Он верно вспоминал Исет, как вилу, деву небесную. Ее душу уже далеко от всех межей унес незримый жеребец. Как она сама того и хотела.
— Исет! — хрипло позвала голосом Стимара вновь поднимавшаяся в нем ярость.
— Кто ты? — донесся голос Исет с неизвестной никому стороны света. — Ты слишком далеко. Подойди ближе.
Стимар не ответил ей и отступил на шаг от чадивших колес. Ярость запретила ему отвечать, чтобы не утратить своей силы. Ярость стала ждать, как одинокий волк-бирюк, глядящий издали, от леса, на огонь человечьего жилища.
Брат приближался с нарочитой неторопливостью, оставаясь только черной угольной тенью против огня, заслонившего весь восток.
Стимар затаил дыхание, ожидая, что вот-вот кто-нибудь из северских воинов дрогнет и его испуг сразу обернется одним словом — только одним, но способным расколоть явь, как лед над бездонным омутом:
«Волкодлак!»
И тотчас старший брат тоже прозреет, а за ним следом — и отец. И отец тогда увидит, что он сделал, отправив младшего сына за море.
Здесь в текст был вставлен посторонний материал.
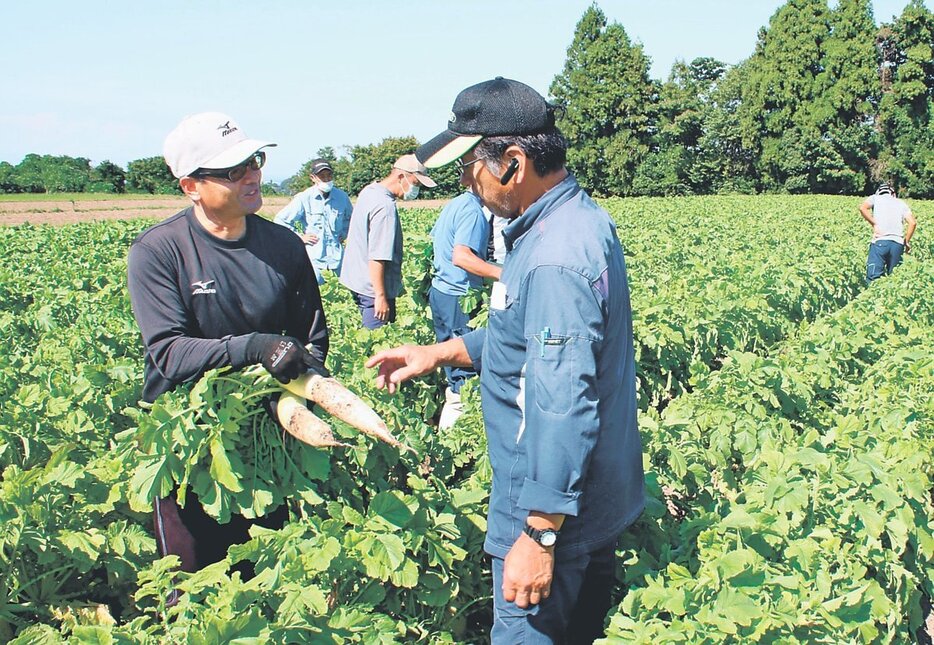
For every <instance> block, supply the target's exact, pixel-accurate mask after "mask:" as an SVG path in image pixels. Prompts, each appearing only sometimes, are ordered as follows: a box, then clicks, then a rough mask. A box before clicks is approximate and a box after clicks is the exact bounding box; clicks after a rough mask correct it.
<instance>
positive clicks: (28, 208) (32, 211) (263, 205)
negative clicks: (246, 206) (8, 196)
mask: <svg viewBox="0 0 934 645" xmlns="http://www.w3.org/2000/svg"><path fill="white" fill-rule="evenodd" d="M289 199H290V198H289V197H280V196H275V197H265V198H263V208H262V209H261V210H260V214H261V215H266V216H267V217H270V218H271V217H273V216H274V215H275V214H276V213H277V212H278V211H279V210H280V209H281V208H282V207H283V206H285V205H286V204H287V203H288V202H289ZM447 202H448V200H446V199H424V200H416V201H412V202H402V201H399V205H400V206H402V207H405V208H409V207H412V208H441V207H442V206H443V205H444V204H446V203H447ZM190 203H191V202H189V200H188V199H187V198H185V197H165V198H158V199H152V198H148V197H146V196H140V197H135V198H134V197H133V196H132V195H129V196H126V197H121V198H115V199H100V200H88V201H84V200H81V201H73V200H70V199H60V200H56V199H54V196H50V198H49V199H48V200H44V201H25V200H24V201H0V226H16V225H18V224H26V223H29V224H56V225H57V224H75V223H77V222H91V221H99V220H112V219H136V218H147V219H157V220H161V219H165V218H166V217H170V216H172V215H174V214H175V213H177V212H178V211H180V210H182V209H183V208H185V207H187V206H188V205H189V204H190Z"/></svg>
Но воины молчали, а их кони все никак не пятились прочь.
Коломир, между тем, подъехал и спустился с коня. Вся его рать оставалась в седлах, хотя без князя-воеводы, он, старший сын князя, мог велеть воинам также сойти на землю, раз уже сам сошел на нее. Он встал у воза со стороны огня, черным лицом к Стимару.
— Вот видишь, брат, — вместе с треском и воем огня донеслись через воз его слова. — Всех тебе сберег, все целехоньки. Сверху ни кровинки. А изнутри сам проверишь.
Ярость теперь уже подступала к горлу, огнем распирала Стимару грудь, и наконец он сам испугался ее.
— Брога! — позвал он своего верного помощника-побратима.
Только один Брога теперь мог его спасти, зная какое-то самое тайное слово, известное только за межами, на Слободе.
Ответа не было.
— Брога! — во весь голос позвал Стимар.
— Ушел слободской, — обронил позади, во тьме, кто-то из северцев. — Был засветло. К ночи ушел.
Стимар с трудом перевел дух и внезапно стал дрожать от озноба, хотя кожа его продолжала нестерпимо пылать, вся испекшись вблизи огня.
— Оставь их здесь, брат. Оставь, — стуча зубами, едва перебросил он слова через воз. — Не весь род Лучинов зря погублен. Заберут поутру… Пусть заберут их свои, радимичи.
— Никак дурно тебе, брат? — встревожился Коломир. — Чего тут, на жаре, печься? Поехали. Дома медом отопьешься… Не всякого закапывают живьем, чтоб и тебе такого страха не боятся. Поехали.
— Оставь их, брат, — велел старшему Стимар, пытаясь унять дрожь. — Не к добру ты с отцом полную виру берешь. Ведь жив я, брат, а не мертв. Или мертвым меня считаешь, потому и берешь за меня сполна?